So it was a real pleasure to lift the 40 kilos of this compact unit, place it on a bench, line up a roller a couple of meters away and start working some length of KD Blackbutt for handrails. 
The handle to move the cutting head is smooth and has no slack. The head can be locked in position with a lever. I have never used a portable unit so didn't see the purpose for it, however I can see how it can be useful to secure the head so that vibration can not work the head upwards if you must do a lot of repeat work with the same thickness. I also noticed that by locking the lever the head lowers about 3 or 4 tenth of a mil.  
The first piece of wood I had to push through. Not promising I thought, but rubbing the folding plates and the bottom of the thicknesser with a candle solved the problem completely. It now pulls through all the way.
If you have ever used a thicknesser, any thicknesser, you know about snipe. When you start or when you finish, the timber is not aligned with the bottom plate and digs in the cutters deeper than it should leaving a groove across the timber. With this one? No snipe ... at all... not at the start not at the end. Yes I was careful but not more than with any other machine. This one has clearly strong springs on the push rollers strong enough to stop snipe in a 4.2, 90x45 hardwood piece. 
I had to machine the wood down to 43.8mm Yes, I know not what you do with wood, but a caliper measures anything you want and I have to fit this in a steel bracket that is 44mm so, 43.8 it is.
Each turn of the handle lowers the cutter 2mm. It is extremely accurate. There is a scale on the side and it was about 2.5 mm off, but the cursor is adjustable with two little screws, so it didn't take much to get it spot on.  
The timber wasn't particularly even so the first pass was 1/2 mil each side to clean. Soon enough I was at 44 mm and I needed 43.8
Well ... if one turn is 2mm, half is one and a quarter is 1/2 mm so 2 tenth of a mil is a bit less than an eight of a turn.
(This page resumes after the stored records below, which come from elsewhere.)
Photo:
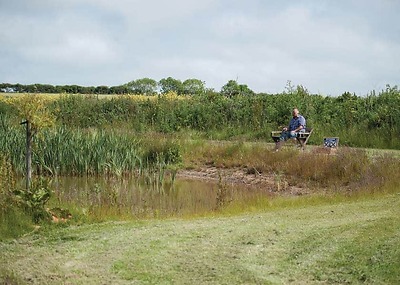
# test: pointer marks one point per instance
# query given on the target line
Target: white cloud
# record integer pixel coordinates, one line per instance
(327, 46)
So turn ,lock, and shave off 0.2mm. Incredible.  
At the end I was a bit short so needed to machine down one 140x45 down to 90x45 same blackbutt KD.
The machine takes 3mm at the time not more, more will jam against the body. One and a half turn cuts easy and fast, the finish is free of any chatter, smooth as if it was sanded. 
Have still to figure out how to change the blades, the previous owner must have caught a nail and the blades have a couple of dents. 
I'll do it when I have some spare time. For now it works just fine as it is. 
This is still a light unit with limitations. Sure a 300k 3phase thicknesser with motorised up and down will probably have better results, but for the money, I am very happy with it.

----------


## METRIX

Good to know, Thanks Marc. 
Although I am considering the W815 justonething suggested, I like the idea of the Helical blades, if you damage one, just turn it over, and with TCT blades available as an option, plus it's good value.

----------


## justonething

You can buy the_ full set of carbide blades for $99_ instead of paying $110 for 10 at Hafco.
correction each cutter has only 2 sharp edges and 2 square edges and not 4 as I have mistakenly stated.

----------


## METRIX

Cool, that's heaps cheaper than the others sell them for, and full set not just 10. 
Thanks

----------


## David.Elliott

Marc,
Watch out with the use of the candle wax mate. Will interfere with glue ups, if needed, down the track.  I have a block of "special" wax that came with my panel saw that, I'm told, won't interfere with glue..so far that's been right.. 
There's a basic jig for blade setting. Usually comes with the unit. Or you can spend stupid amounts on flash ones...

----------


## Marc

Mm 'gluable' wax? That's interesting. I've used candles on machines for the last mm 40 years, didn't know there was something that wouldn't interfere with glue. What's it made of?

----------


## David.Elliott

Lemme find out. Have not bothered as I have some..

----------